88IN - Pulmonary toxicity of anticancer drugs

Date 27 September 2014
Event ESMO 2014
Session Targeting precision medicine toxicity
Topics Complications/Toxicities of Treatment
Supportive Measures
Presenter Guy Meyer
Citation Annals of Oncology (2014) 25 (suppl_4): iv33-iv34. 10.1093/annonc/mdu310
Authors G. Meyer
  • Division Of Respiratory And Intensive Care Medicine, APHP, Hopital Europeen Georges Pompidou, 0000 - Paris/FR




Pulmonary toxicity is a frequent side effect of anticancer-treatment. The clinical pictures vary from drug to drug including acute or sub-acute pneumonitis, interstitial lung disease, organized pneumonia, pulmonary fibrosis, pulmonary embolism and pulmonary hypertension, bronchial disease including asthma and cough, and pleural effusion. Drug-related complications are difficult to distinguish from infectious disease and from cancer spread into the lungs. Chest computed tomography, bronchoscopy with bronchial biopsies, microbial specimens and broncho-alveolar lavage usually rule-out infectious disease left heart failure and cancer lung involvement. The diagnosis of drug-related pulmonary disease is then often suspected in the absence of other cause, and confirmed by the clinical and radiological picture and in rare cases by specific findings on broncho-alveolar lavage or lung biopsy.

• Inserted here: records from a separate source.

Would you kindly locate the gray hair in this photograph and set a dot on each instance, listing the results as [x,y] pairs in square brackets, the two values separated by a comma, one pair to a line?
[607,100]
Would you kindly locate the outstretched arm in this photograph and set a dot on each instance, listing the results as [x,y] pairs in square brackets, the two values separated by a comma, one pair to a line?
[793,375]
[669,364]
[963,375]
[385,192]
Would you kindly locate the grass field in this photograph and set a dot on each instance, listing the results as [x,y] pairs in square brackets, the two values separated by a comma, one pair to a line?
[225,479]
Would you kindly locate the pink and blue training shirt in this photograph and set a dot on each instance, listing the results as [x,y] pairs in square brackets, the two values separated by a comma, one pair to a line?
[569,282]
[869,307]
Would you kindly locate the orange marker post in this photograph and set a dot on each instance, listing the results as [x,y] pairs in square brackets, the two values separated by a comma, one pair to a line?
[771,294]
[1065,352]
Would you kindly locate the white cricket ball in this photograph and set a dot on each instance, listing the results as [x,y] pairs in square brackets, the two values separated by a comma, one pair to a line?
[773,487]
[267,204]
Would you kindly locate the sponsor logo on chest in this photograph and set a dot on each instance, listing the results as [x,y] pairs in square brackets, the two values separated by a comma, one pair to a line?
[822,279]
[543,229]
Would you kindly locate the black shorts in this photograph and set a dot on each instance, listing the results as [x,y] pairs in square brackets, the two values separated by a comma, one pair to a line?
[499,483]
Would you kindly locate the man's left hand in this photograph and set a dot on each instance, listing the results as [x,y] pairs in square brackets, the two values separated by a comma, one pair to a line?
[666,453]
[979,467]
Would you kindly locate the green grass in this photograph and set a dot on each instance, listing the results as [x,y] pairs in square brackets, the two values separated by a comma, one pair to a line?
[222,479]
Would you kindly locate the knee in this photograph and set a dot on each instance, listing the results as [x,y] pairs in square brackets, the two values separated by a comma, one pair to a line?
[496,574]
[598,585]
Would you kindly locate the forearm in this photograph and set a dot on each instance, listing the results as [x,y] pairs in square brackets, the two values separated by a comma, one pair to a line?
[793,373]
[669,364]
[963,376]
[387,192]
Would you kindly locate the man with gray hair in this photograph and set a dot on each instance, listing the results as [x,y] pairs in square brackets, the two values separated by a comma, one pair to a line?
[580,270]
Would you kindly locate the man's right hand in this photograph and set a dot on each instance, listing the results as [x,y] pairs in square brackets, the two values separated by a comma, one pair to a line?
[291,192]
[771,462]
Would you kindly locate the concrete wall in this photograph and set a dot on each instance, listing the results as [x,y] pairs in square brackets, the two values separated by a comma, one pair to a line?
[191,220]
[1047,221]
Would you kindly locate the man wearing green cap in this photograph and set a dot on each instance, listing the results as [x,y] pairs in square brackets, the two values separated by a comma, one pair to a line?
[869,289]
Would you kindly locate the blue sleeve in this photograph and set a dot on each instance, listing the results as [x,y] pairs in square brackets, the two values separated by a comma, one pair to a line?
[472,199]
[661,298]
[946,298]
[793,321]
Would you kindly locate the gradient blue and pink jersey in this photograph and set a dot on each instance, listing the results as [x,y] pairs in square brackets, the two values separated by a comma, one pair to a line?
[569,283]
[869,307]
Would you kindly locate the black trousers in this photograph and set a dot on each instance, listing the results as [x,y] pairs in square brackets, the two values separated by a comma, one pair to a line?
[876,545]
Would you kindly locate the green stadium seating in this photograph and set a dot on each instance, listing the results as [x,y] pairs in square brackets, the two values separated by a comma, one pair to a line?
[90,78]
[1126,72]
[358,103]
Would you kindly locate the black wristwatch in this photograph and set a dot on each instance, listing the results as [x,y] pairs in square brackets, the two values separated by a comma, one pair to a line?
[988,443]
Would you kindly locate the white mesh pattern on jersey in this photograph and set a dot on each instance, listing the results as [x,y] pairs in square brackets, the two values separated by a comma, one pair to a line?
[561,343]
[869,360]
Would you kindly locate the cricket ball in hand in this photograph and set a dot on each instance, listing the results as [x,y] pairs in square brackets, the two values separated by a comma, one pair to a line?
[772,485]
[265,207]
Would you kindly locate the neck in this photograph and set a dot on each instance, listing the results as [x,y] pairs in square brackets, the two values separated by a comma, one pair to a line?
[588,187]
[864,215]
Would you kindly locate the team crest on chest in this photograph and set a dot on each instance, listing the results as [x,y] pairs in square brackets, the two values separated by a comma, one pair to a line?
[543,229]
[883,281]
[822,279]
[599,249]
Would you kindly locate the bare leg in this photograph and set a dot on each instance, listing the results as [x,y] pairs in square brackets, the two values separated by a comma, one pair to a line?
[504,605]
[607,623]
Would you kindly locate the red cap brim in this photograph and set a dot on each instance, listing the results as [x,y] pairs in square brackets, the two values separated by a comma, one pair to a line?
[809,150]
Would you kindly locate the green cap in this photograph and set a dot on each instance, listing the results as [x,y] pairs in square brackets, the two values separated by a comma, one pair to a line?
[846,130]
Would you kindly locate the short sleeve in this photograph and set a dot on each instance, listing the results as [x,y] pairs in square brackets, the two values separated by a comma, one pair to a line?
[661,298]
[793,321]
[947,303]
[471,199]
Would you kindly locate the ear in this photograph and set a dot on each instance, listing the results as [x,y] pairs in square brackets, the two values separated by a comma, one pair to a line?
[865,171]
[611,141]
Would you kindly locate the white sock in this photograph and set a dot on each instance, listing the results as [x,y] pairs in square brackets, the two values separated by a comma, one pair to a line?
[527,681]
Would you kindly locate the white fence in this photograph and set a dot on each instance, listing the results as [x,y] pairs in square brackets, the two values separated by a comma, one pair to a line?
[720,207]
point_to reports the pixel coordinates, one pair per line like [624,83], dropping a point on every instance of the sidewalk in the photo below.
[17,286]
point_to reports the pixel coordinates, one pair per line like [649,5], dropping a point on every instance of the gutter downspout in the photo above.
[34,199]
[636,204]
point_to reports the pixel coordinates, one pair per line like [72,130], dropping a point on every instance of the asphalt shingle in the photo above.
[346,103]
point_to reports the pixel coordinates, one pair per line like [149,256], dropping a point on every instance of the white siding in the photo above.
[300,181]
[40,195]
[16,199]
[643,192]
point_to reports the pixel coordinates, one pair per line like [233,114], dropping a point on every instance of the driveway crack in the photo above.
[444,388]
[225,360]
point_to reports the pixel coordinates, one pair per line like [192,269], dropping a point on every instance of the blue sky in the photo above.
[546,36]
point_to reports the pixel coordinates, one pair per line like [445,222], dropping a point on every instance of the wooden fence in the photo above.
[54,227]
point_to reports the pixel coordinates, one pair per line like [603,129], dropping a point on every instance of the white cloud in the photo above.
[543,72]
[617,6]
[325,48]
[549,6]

Pulmonary embolism represents a frequent complication of anticancer-therapies. Although pulmonary embolism can be ascribed to the cancer and to underlying risk-factors, several lines of arguments suggest that some anticancer therapies are linked to venous thromboembolism. This is the case for surgery and hormonal treatment but chemotherapy has also been associated with activation of the coagulation system and most of the venous thromboembolic events occur during the periods of chemotherapy. Epidemiological data also suggest that radiotherapy, erythropoietin and blood transfusion are associated with venous thromboembolism. The association with bevacizumab is more controversial. Diagnosing pulmonary embolism in patients with cancer is not easy because most of the symptoms are not specific and are most often limited to fatigue, dyspnea and vague chest pain which are common symptoms in patients with cancer. This is probably the reason why a significant number of pulmonary embolisms are diagnosed incidentally in cancer patients on a computed chest tomography performed for another reason. Increased awareness of oncologists about pulmonary embolism and a reduced threshold for clinical suspicion may reduce the morbidity of pulmonary embolism in patients with cancer.


The author has declared no conflicts of interest.